Proxy Configuration
Proxies are essential for professional web automation, enabling you to bypass rate limits, access geo-restricted content, and maintain anonymity. Pydoll provides native proxy support with automatic authentication handling.
Related Documentation
- Browser Options - Command-line proxy arguments
- Request Interception - How proxy authentication works internally
- Stealth Automation - Combine proxies with anti-detection
- Proxy Architecture Deep Dive - Network fundamentals, protocols, security, and building your own proxy
Why Use Proxies?
Proxies provide critical capabilities for automation:
| Benefit | Description | Use Case |
|---|---|---|
| IP Rotation | Distribute requests across multiple IPs | Avoid rate limits, scrape at scale |
| Geographic Access | Access region-locked content | Test geo-targeted features, bypass restrictions |
| Anonymity | Hide your real IP address | Privacy-focused automation, competitor analysis |
| Load Distribution | Spread traffic across multiple endpoints | High-volume scraping, stress testing |
| Ban Avoidance | Prevent permanent IP bans | Long-running automation, aggressive scraping |
When to Use Proxies
Always use proxies for:
- Production web scraping (>100 requests/hour)

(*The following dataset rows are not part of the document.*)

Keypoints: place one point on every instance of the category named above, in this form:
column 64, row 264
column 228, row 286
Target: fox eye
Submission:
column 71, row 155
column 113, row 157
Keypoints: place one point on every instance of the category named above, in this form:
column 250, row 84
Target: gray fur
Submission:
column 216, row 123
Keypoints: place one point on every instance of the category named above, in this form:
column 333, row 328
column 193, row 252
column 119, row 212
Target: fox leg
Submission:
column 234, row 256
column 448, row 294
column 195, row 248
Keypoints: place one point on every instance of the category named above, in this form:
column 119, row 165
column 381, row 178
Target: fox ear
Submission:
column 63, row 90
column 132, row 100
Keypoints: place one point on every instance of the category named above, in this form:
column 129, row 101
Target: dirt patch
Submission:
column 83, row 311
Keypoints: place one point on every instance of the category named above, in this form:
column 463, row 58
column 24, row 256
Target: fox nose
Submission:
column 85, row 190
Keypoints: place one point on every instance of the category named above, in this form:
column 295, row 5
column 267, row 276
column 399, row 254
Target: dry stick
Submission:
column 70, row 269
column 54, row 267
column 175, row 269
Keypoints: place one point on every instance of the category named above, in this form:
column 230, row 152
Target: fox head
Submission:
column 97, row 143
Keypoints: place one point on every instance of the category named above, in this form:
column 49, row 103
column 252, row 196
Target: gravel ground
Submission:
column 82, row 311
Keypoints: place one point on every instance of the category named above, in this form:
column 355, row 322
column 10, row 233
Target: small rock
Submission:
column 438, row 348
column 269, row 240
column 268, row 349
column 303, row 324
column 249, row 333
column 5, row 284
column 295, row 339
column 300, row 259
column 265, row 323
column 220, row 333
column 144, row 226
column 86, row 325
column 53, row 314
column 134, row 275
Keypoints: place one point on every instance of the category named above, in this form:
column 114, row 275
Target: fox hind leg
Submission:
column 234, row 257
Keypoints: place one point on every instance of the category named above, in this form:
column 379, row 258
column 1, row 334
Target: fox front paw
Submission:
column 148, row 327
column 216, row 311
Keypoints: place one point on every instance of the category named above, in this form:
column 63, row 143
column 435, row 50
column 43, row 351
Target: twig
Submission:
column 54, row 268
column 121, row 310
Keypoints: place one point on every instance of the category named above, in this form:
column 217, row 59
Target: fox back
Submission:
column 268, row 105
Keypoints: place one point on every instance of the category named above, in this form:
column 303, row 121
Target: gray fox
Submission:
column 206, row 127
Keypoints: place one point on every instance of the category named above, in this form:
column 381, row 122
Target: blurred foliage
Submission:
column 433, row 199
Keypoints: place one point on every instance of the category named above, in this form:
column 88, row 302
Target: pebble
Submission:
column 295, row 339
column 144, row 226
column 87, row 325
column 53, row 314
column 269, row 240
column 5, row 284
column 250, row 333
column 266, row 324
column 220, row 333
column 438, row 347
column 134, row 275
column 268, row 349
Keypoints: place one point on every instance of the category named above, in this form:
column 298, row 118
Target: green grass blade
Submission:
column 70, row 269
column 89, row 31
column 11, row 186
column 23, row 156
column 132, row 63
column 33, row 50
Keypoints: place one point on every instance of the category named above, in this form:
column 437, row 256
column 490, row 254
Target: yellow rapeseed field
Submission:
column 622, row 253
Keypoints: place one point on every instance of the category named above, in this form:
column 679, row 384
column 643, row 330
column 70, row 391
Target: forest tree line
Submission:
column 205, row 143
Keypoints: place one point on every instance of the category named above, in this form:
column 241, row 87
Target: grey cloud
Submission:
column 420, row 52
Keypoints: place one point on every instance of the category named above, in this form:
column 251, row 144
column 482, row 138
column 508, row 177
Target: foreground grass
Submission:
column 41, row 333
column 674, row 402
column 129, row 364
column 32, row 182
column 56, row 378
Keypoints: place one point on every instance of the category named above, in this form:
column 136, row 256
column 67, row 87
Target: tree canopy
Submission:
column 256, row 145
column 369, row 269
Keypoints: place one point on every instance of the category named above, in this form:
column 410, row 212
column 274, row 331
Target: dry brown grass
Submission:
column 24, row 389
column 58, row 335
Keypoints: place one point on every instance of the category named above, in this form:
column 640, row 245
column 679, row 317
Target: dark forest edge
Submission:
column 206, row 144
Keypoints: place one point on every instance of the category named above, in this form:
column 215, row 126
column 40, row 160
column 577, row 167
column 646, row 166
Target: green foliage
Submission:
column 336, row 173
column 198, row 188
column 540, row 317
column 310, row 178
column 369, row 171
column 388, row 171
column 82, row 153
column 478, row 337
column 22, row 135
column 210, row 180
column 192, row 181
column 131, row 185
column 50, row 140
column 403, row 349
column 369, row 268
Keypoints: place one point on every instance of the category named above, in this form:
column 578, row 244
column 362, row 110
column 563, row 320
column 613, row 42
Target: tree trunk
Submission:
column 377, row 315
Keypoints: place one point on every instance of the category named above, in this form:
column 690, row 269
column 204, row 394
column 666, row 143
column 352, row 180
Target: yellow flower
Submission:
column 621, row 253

- Accessing geo-restricted content
- Bypassing rate limits or IP-based blocks
- Testing from different regions
- Maintaining anonymity
You may skip proxies for:
- Local development and testing
- Internal/corporate automation
- Low-volume automation (<50 requests/day)
- When scraping your own infrastructure
Proxy Types
Different proxy protocols serve different purposes:
| Type | Port | Authentication | Speed | Security | Use Case |
|---|---|---|---|---|---|
| HTTP | 80, 8080 | Optional | Fast | Low | Basic web scraping, non-sensitive data |
| HTTPS | 443, 8443 | Optional | Fast | Medium | Secure web scraping, encrypted traffic |
| SOCKS5 | 1080, 1081 | Optional | Medium | High | Full TCP/UDP support, advanced use cases |
HTTP/HTTPS Proxies
Standard web proxies, ideal for most automation tasks:
import asyncio
from pydoll.browser.chromium import Chrome
from pydoll.browser.options import ChromiumOptions
async def http_proxy_example():
options = ChromiumOptions()
# HTTP proxy (unencrypted)
options.add_argument('--proxy-server=http://proxy.example.com:8080')
# Or HTTPS proxy (encrypted)
# options.add_argument('--proxy-server=https://proxy.example.com:8443')
async with Chrome(options=options) as browser:
tab = await browser.start()
# All traffic goes through proxy
await tab.go_to('https://httpbin.org/ip')
# Verify proxy IP
ip = await tab.execute_script('return document.body.textContent')
print(f"Current IP: {ip}")
asyncio.run(http_proxy_example())
Pros:
- Fast and efficient
- Wide support across services
- Easy to configure
Cons:
- HTTP: No encryption (traffic visible to proxy)
- Can be detected more easily than SOCKS5
SOCKS5 Proxies
Advanced proxies with full TCP/UDP support:
import asyncio
from pydoll.browser.chromium import Chrome
from pydoll.browser.options import ChromiumOptions
async def socks5_proxy_example():
options = ChromiumOptions()
# SOCKS5 proxy
options.add_argument('--proxy-server=socks5://proxy.example.com:1080')
async with Chrome(options=options) as browser:
tab = await browser.start()
await tab.go_to('https://httpbin.org/ip')
asyncio.run(socks5_proxy_example())
Pros:
- Protocol-agnostic (works with any TCP/UDP traffic)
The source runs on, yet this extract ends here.